Freely subscribe to our NEWSLETTER

Martin Kuppinger, chief analyst and founder of KuppingerCole, attended the press conference. According to him, Gemalto is correct with their statement that there is no evidence for such a theft: "Too much time has passed since the attack and a significant part of the logs from the affected network components and servers, which are needed for the analysis of such a complex attack, are probably already deleted".

This attack once again makes it clear that manufacturers of security technologies have to monitor and upgrade their own security continuously in order to minimize the risks. Attack scenarios are becoming more sophisticated – and companies like Gemalto have to respond. According to their statement, Gemalto has been doing just that, but they did not provide any relevant details during the press conference.

Gemalto recognizes that more has to be done for security and incident analysis: "Digital security is not static. Today’s state-of-the-art technologies lose their effectiveness over time as new research and increasing processing power make innovative attacks possible. All reputable security products must be re-designed and upgraded on a regular basis".

According to the statements during the press conference, one can expect that the attacks were at least partially successful - not necessarily against Gemalto itself, but against their customers and other SIM card manufacturers.

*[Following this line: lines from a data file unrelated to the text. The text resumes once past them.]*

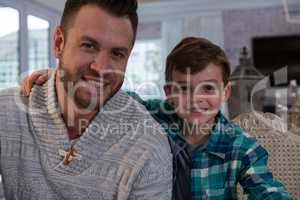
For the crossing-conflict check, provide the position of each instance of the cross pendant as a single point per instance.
(69, 155)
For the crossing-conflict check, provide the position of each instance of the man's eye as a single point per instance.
(184, 88)
(209, 88)
(118, 54)
(87, 45)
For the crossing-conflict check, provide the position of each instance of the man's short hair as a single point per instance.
(196, 54)
(119, 8)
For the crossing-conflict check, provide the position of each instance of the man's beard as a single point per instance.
(73, 85)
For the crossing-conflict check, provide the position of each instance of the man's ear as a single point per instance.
(167, 89)
(227, 92)
(59, 42)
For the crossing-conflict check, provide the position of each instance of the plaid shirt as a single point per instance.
(231, 156)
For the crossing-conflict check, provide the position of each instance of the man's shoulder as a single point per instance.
(9, 95)
(12, 101)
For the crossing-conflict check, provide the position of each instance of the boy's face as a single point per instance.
(198, 97)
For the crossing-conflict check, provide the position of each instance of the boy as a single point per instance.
(211, 154)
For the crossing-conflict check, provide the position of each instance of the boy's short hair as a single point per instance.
(196, 54)
(119, 8)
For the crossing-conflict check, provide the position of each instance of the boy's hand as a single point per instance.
(38, 77)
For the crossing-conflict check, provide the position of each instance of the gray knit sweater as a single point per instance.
(123, 153)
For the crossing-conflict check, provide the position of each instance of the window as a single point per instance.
(9, 47)
(38, 34)
(24, 39)
(144, 71)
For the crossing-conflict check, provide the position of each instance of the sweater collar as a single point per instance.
(51, 134)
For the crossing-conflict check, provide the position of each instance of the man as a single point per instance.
(80, 137)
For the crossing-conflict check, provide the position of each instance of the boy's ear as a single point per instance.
(59, 42)
(227, 91)
(167, 89)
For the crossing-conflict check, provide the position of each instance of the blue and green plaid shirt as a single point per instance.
(229, 157)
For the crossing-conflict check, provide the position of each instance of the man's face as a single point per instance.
(93, 56)
(198, 97)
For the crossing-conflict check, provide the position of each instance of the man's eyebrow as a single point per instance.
(122, 49)
(90, 39)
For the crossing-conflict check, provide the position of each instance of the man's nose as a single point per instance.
(101, 62)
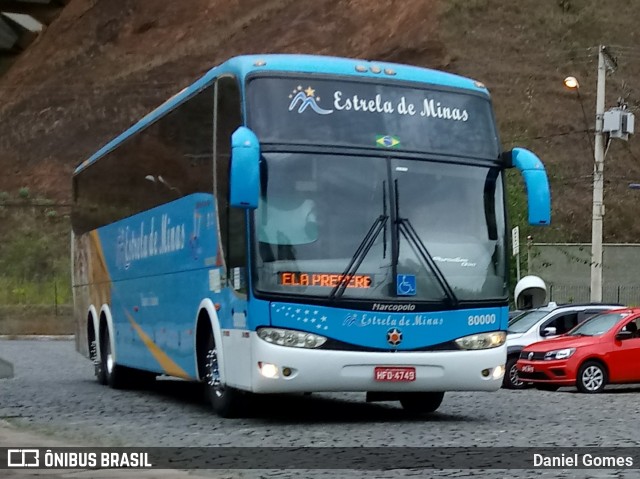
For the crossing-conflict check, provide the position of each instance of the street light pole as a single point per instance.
(598, 183)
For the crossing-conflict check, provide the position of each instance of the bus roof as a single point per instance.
(241, 66)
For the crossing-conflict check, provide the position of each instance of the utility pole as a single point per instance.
(598, 183)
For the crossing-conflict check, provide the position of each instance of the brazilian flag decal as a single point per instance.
(387, 141)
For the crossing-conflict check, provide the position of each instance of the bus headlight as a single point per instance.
(482, 340)
(291, 338)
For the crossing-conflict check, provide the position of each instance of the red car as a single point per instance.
(605, 349)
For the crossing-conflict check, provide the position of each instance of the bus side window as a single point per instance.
(232, 221)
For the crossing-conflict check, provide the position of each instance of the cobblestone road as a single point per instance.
(54, 393)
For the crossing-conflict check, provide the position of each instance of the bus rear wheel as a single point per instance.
(421, 403)
(225, 400)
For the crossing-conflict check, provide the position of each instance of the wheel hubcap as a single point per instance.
(592, 378)
(213, 373)
(109, 362)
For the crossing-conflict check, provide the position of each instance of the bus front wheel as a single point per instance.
(421, 402)
(225, 400)
(109, 372)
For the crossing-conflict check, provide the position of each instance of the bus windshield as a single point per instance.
(345, 113)
(316, 209)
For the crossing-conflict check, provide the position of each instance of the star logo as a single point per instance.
(394, 336)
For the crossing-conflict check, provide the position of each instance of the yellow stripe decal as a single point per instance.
(169, 366)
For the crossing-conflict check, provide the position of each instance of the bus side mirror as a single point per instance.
(536, 182)
(244, 175)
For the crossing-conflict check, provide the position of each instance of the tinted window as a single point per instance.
(339, 112)
(171, 158)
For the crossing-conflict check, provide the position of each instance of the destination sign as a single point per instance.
(329, 280)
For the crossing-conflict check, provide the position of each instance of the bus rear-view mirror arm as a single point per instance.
(244, 174)
(536, 182)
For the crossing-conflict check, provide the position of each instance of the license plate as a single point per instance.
(395, 374)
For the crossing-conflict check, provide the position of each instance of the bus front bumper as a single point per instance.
(279, 369)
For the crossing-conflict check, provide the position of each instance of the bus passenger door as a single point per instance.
(232, 224)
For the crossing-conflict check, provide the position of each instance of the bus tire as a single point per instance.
(225, 400)
(110, 373)
(421, 403)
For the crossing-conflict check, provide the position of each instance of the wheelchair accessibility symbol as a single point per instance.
(406, 285)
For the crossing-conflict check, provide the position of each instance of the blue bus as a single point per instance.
(297, 224)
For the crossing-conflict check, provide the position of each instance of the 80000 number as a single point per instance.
(481, 319)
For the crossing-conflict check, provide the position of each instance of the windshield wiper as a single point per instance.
(358, 256)
(405, 227)
(363, 249)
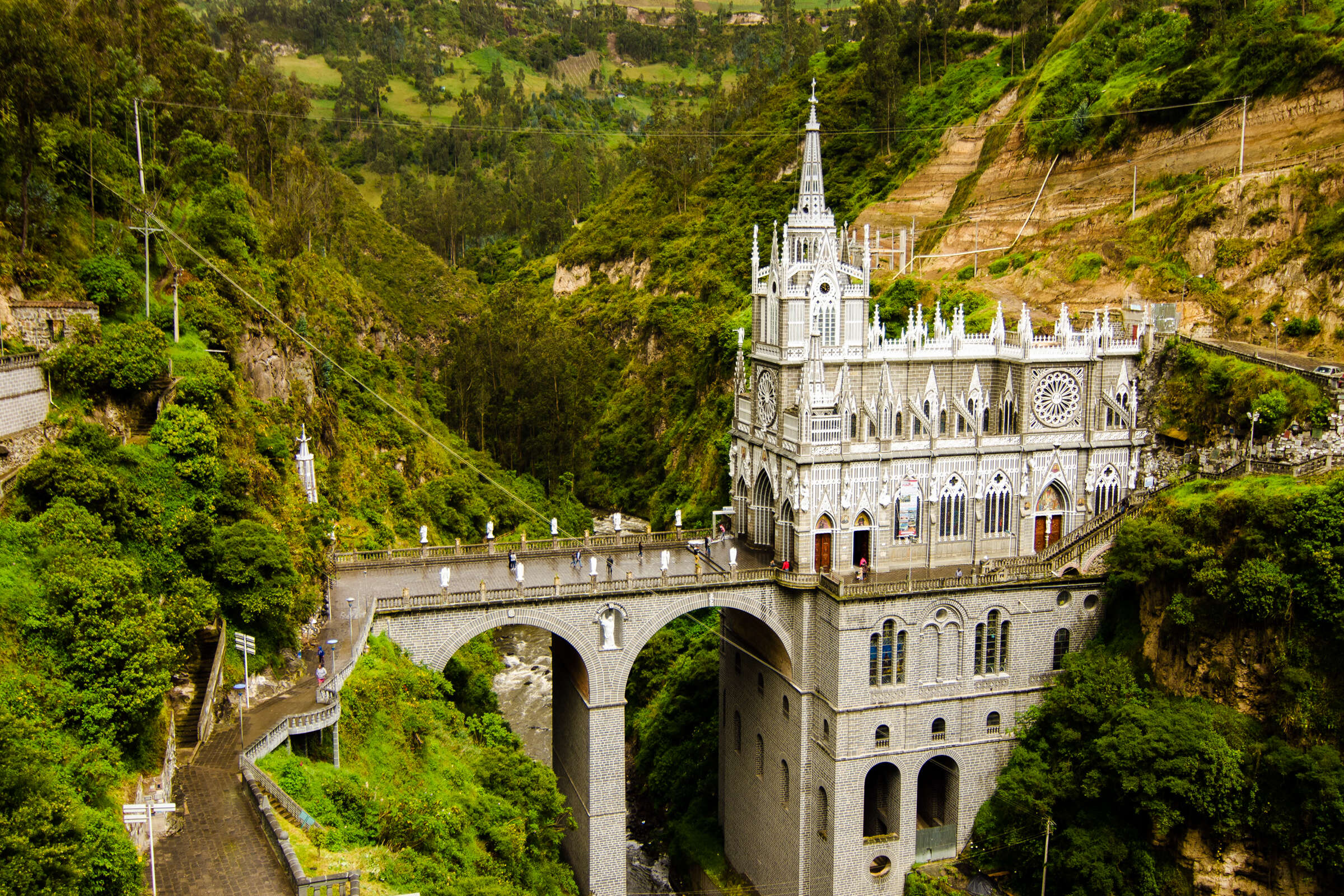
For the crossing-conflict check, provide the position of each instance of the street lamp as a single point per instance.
(144, 814)
(241, 745)
(350, 617)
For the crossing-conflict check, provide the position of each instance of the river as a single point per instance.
(525, 692)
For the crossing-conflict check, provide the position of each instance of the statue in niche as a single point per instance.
(606, 620)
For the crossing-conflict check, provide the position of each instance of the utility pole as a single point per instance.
(1133, 195)
(147, 228)
(176, 336)
(1241, 162)
(1045, 863)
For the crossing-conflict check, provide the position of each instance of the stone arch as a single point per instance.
(636, 640)
(584, 644)
(937, 808)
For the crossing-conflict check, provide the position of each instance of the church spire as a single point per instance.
(812, 197)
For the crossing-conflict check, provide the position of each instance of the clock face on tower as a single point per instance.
(765, 398)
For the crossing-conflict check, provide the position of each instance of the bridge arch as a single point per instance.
(636, 637)
(582, 642)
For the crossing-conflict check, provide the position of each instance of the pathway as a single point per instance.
(221, 848)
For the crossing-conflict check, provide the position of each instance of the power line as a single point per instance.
(596, 132)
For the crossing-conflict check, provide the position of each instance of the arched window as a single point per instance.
(1108, 489)
(1009, 416)
(888, 656)
(998, 506)
(952, 510)
(992, 642)
(1061, 649)
(824, 320)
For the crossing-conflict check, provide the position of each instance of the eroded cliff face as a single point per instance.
(274, 370)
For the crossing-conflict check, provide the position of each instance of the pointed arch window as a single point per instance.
(1061, 649)
(1108, 489)
(952, 510)
(888, 656)
(998, 504)
(1009, 416)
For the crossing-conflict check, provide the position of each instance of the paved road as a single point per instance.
(221, 848)
(468, 573)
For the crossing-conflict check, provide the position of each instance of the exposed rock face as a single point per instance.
(570, 280)
(276, 371)
(1240, 870)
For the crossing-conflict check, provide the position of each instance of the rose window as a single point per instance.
(1057, 398)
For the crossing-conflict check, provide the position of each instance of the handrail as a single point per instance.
(217, 672)
(558, 547)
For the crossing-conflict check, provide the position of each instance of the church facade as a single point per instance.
(932, 446)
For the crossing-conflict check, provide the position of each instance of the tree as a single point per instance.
(35, 88)
(108, 281)
(256, 574)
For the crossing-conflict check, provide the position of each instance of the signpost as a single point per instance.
(248, 645)
(144, 814)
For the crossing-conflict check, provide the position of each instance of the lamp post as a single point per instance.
(144, 814)
(241, 688)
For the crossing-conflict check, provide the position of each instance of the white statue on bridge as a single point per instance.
(606, 620)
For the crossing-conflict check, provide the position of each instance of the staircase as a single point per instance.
(189, 718)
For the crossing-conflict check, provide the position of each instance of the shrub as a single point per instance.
(108, 281)
(1086, 267)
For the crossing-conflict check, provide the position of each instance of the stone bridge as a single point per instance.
(811, 668)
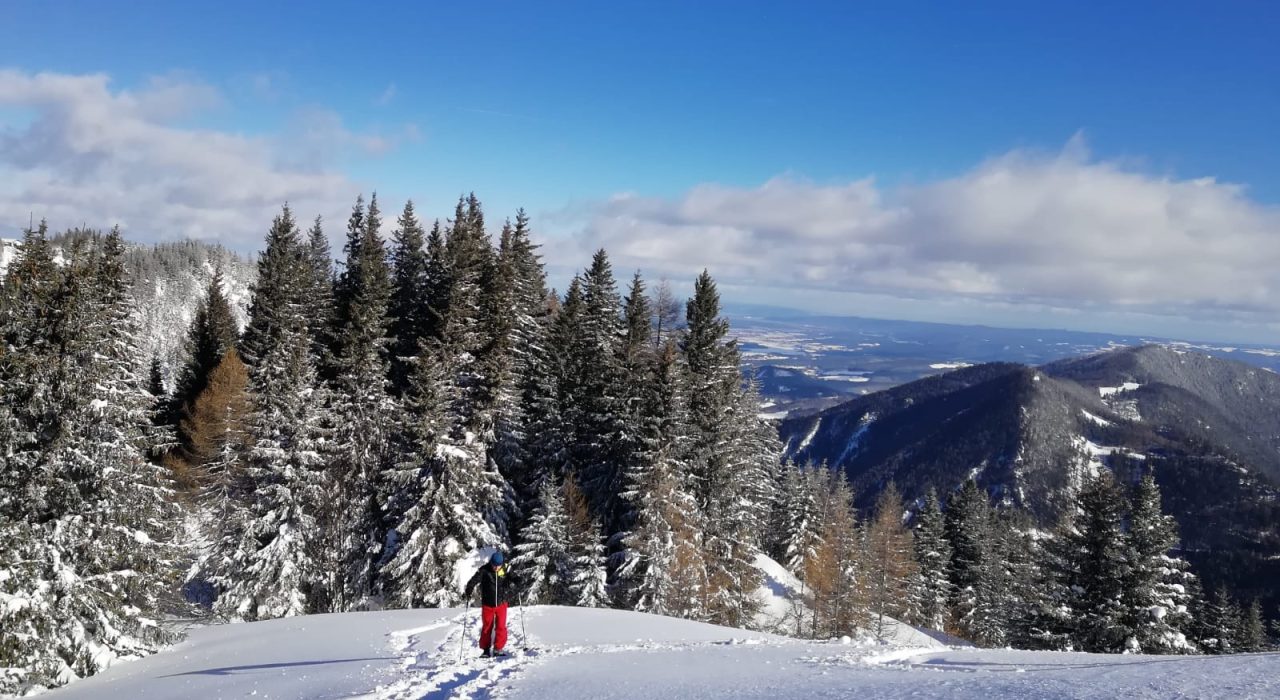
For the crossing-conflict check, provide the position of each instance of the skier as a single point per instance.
(494, 585)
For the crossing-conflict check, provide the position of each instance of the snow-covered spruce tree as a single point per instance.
(931, 585)
(320, 280)
(460, 499)
(1155, 594)
(531, 364)
(833, 572)
(666, 314)
(598, 392)
(969, 532)
(586, 586)
(410, 309)
(636, 379)
(28, 365)
(351, 517)
(1096, 567)
(728, 476)
(211, 335)
(213, 332)
(552, 407)
(87, 558)
(219, 434)
(437, 280)
(1219, 622)
(1009, 586)
(464, 501)
(796, 520)
(654, 567)
(888, 562)
(266, 570)
(543, 562)
(1252, 636)
(502, 380)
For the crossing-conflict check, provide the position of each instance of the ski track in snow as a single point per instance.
(453, 667)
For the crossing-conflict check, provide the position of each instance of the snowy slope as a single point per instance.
(586, 653)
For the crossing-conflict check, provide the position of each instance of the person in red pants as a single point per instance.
(494, 588)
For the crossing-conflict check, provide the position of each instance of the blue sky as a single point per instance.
(620, 122)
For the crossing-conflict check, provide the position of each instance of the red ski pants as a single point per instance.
(493, 631)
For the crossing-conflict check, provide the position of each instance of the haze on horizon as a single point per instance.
(1048, 165)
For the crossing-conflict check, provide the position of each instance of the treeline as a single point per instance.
(1105, 580)
(376, 422)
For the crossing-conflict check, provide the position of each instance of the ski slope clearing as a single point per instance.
(592, 653)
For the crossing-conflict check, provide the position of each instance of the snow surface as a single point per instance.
(593, 653)
(1096, 420)
(1127, 387)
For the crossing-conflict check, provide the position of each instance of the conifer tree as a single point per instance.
(586, 586)
(461, 504)
(832, 573)
(320, 307)
(727, 476)
(543, 561)
(888, 562)
(932, 589)
(968, 529)
(216, 429)
(1252, 636)
(352, 517)
(598, 390)
(666, 314)
(1096, 567)
(659, 566)
(533, 366)
(799, 520)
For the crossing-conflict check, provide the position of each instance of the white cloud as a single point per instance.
(82, 151)
(1047, 229)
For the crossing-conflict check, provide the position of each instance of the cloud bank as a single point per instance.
(74, 150)
(1051, 229)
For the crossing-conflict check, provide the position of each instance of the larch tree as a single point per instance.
(932, 589)
(266, 568)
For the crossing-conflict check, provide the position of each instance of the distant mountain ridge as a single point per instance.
(1207, 428)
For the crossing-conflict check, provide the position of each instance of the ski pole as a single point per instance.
(524, 634)
(462, 641)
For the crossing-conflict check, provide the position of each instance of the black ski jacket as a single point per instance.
(493, 589)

Gemalto has repeatedly pointed out that the attack has only affected 2G network SIMs. There is, however, no reason to believe that 3G and 4G networks must be safer, especially not against massive attacks of intelligence agencies. Gemalto statements that attacks are increasing in both scale and sophistication are consistent with KuppingerCole’s analysis, such as the recently published study "Digital Risk & Security Survey". According to the spokesperson for the company, Gemalto is constantly facing attacks and outer layers of their protection have been repeatedly breached. Even if Gemalto does maintain a very high standard in security, the constant risks of new attack vectors and stronger attackers should not be underestimated.

According to Martin Kuppinger, the incident at Gemalto has once again demonstrated that the uncontrolled actions of intelligence agencies in the area of cyber security poses a threat not only to fundamental constitutional principles such as privacy of correspondence and telecommunications, but to the economy as well. The image of companies like Gemalto and thus their business success and enterprise value are at risk from such actions. Even more problematic is that the knowledge of other attackers is growing with each published new attack vector. Stuxnet and Flame have long been well analyzed. It can be assumed that the intelligence agencies of North Korea, Iran, and China, as well as criminal groups have studied them long ago.

In this context, Martin Kuppinger has also been critical of the idea of German state and intelligence agencies to procure zero-day exploits in order to carry out investigations of suspicious persons’ computers. To quote his latest article: "With all due respect for the need for states and their intelligence agencies to respond to the threat of cyber-crime, it is necessary to consider two potential problems stemming from this approach. On one hand, it requires a defined state control over this monitoring, especially in light of the government’s new capability of nationwide mobile network monitoring in addition to already available Internet monitoring. On the other hand, government agencies finally need to understand the consequences of their actions: by compromising the security of IT systems or mobile communications they are opening a Pandora’s Box and causing damage of unprecedented scale”.